EVERYMAN: My friends, come hither and be present,
Discretion, Strength, my Five-Wits, and Beauty!
BEAUTY: Here at your will we be all ready.
What will ye that we should do?
GOOD DEEDS: That ye would with Everyman go
And help him in his pilgrimage.
Advise you: will ye with him or not in that voyage?
STRENGTH: We will bring him all thither,
To his help and comfort, ye may believe me.
DISCRETION: So will we go with him all together.
EVERYMAN: Almighty God, praised might thou be!
I give thee laud that I have hither brought
Strength, Discretion, Beauty, and Five-Wits—lack I nought—
And my Good Deeds, with Knowledge clear,
All be in my company at my will here:
I desire no more to my business.
STRENGTH: And I, Strength, will by you stand in distress,
Though thou would in battle fight on the ground.
FIVE-WITS: And though it were through the world round,
We will not depart for sweet nor sour.
BEAUTY: No more will I, until death’s hour….

from Everyman, after 1485

This is Part 9 in a series of Sunday segments from this allegory, which I am sharing as much to educate as to entertain. Click here to read previous posts: Part 1: Messenger, Part 2: God, Part 3: Fellowship, Part 4: Kindred, Part 5: Goods, Part 6: Good Deeds, Part 7: Knowledge, Part 8: Confession.

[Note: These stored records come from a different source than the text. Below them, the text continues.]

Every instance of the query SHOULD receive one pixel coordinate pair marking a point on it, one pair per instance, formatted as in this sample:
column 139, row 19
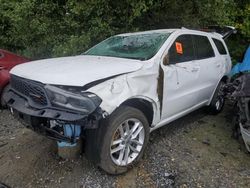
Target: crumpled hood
column 75, row 70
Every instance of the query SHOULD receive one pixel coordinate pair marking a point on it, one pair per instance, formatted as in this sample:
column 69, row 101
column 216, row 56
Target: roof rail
column 224, row 31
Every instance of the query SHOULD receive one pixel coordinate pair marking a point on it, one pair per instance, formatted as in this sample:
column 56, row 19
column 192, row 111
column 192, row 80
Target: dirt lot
column 195, row 151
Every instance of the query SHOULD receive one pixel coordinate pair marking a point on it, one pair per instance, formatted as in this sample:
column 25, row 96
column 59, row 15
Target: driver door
column 181, row 75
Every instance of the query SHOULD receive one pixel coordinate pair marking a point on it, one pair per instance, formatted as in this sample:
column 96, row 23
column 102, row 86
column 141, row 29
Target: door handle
column 195, row 69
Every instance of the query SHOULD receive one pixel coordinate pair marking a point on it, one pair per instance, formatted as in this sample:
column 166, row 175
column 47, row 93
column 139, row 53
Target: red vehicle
column 7, row 61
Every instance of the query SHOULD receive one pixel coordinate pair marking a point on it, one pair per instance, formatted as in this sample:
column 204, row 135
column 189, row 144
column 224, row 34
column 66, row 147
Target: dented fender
column 141, row 84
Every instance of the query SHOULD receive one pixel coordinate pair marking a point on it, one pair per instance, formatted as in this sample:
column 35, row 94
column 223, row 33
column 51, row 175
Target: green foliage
column 50, row 28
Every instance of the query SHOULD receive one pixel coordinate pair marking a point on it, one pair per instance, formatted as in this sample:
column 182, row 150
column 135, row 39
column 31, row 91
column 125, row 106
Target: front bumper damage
column 57, row 123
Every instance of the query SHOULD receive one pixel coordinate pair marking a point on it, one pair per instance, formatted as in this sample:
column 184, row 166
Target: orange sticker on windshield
column 178, row 47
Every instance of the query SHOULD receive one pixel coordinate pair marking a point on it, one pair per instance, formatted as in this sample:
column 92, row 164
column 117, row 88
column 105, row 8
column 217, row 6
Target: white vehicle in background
column 120, row 90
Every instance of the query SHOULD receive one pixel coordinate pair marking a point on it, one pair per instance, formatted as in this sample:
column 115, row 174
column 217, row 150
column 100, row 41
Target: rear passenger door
column 209, row 67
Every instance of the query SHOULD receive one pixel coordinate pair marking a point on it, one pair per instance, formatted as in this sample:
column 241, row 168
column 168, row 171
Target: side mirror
column 166, row 60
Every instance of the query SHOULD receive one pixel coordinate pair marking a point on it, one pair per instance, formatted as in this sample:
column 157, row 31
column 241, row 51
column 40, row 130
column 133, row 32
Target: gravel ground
column 195, row 151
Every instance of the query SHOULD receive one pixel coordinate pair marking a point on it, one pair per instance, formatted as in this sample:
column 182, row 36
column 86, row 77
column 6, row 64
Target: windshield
column 141, row 46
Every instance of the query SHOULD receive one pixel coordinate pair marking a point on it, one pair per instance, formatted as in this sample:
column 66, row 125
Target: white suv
column 120, row 90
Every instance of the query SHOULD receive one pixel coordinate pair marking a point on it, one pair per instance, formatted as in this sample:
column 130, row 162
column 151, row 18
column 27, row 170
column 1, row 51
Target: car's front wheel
column 123, row 138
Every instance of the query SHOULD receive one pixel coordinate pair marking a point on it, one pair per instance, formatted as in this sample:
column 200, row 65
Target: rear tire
column 119, row 142
column 218, row 100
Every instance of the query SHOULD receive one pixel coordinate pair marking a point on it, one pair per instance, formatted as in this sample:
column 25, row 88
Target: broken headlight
column 73, row 99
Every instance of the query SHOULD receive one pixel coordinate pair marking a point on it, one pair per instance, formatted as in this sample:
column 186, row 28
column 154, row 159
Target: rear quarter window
column 203, row 47
column 220, row 46
column 182, row 50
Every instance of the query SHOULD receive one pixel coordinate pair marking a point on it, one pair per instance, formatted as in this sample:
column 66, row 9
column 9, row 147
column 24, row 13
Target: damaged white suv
column 120, row 90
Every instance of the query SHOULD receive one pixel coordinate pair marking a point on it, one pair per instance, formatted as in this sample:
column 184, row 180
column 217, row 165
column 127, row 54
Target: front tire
column 122, row 140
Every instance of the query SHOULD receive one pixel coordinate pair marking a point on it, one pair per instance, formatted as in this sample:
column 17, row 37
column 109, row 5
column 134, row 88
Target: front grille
column 30, row 89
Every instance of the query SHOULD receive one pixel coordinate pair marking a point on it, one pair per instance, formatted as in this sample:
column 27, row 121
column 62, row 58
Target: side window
column 203, row 48
column 181, row 50
column 220, row 46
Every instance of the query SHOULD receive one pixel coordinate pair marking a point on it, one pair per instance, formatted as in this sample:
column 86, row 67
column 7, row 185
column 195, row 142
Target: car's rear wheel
column 218, row 100
column 2, row 101
column 122, row 140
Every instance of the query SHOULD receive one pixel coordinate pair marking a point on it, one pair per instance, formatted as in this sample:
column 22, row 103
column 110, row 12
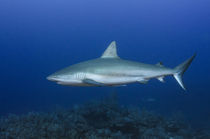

Everyman is the best surviving example of that kind of medieval drama which is known as the morality play. Moralities apparently evolved side by side with the mysteries and in England were, like them, acted by trade guilds, though they were composed individually and not in cycles. They both have a primarily religious purpose, though their method of attaining it is different. The mysteries endeavored to make the Christian religion more real to the unlearned by dramatizing significant events in Biblical history and by showing what these events meant in terms of human experience. The moralities, on the other hand, employed allegory to dramatize the moral struggle that Christianity envisions as present in every man. The actors are every man and the qualities within him, good or bad, and the plot consists of his various reactions to these qualities as they push and pull him one way or another—that is, in Christian terms, toward heaven or toward hell.